Roma, 30 mag. (askanews) – “Non è un sogno impossibile, è un allenatore importante. Bisogna capire se voglia diventare uno straordinario selezionatore”. Così il ministro per lo Sport e i Giovani, Andrea Abodi, interviene sul tema del futuro commissario tecnico della Nazionale e sul percorso di rilancio del calcio italiano dopo la mancata qualificazione al Mondiale.

Parlando a Sky Tg24, Abodi sottolinea come la scelta del prossimo ct non possa essere ridotta a una questione economica. “Non è un tema di denaro, ma di ambizioni. Un allenatore da solo non fa una Nazionale, bisogna associare un progetto di alto livello di rilancio del calcio italiano. Bisogna cercare di recuperare il filo dell’eccellenza, per raggiungere obiettivi bisogna saper collaborare”.

Il ministro torna poi sulla delusione per l’assenza dell’Italia dalla prossima rassegna iridata. “Non è accettabile che, per la terza volta, non saremo ai Mondiali.

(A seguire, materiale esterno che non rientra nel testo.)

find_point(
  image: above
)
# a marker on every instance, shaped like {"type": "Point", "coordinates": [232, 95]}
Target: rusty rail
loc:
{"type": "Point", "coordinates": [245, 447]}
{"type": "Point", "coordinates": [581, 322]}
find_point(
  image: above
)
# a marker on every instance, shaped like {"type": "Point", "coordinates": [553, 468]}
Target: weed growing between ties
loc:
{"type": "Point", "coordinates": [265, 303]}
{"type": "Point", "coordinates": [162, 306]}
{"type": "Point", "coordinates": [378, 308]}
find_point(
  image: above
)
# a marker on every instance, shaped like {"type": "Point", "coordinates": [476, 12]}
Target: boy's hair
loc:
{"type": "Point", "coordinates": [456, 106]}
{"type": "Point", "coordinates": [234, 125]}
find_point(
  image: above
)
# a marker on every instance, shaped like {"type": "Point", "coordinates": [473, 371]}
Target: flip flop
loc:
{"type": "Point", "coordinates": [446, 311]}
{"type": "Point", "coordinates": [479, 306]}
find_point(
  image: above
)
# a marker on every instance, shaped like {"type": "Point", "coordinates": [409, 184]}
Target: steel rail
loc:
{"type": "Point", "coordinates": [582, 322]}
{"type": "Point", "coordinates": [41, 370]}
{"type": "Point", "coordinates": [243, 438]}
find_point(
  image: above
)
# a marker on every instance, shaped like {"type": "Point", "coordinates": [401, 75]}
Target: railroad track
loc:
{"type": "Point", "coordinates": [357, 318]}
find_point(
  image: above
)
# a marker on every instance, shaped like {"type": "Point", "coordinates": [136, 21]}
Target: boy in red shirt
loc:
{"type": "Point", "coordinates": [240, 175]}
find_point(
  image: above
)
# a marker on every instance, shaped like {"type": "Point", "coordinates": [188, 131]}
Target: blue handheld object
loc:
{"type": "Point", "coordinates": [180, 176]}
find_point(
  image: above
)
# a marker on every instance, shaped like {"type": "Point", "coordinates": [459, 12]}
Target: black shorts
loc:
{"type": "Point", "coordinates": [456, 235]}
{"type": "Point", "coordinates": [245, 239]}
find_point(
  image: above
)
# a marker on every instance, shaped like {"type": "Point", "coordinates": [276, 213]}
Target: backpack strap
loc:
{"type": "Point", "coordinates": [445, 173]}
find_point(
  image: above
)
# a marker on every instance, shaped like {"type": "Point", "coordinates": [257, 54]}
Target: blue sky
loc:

E che, dopo due volte in cui ci siamo ritrovati a giocarci tutto in un play-off, la nostra avversaria dimostri di avere più voglia, di aver avuto un approccio diverso”. Da qui l’auspicio che la situazione possa rappresentare una svolta per tutto il movimento. “Mi auguro che questo determini uno choc della coscienza. Stiamo entrando in una sorta di sortilegio, non si è perso il talento, si è solo addormentato e lo stiamo trascurando”.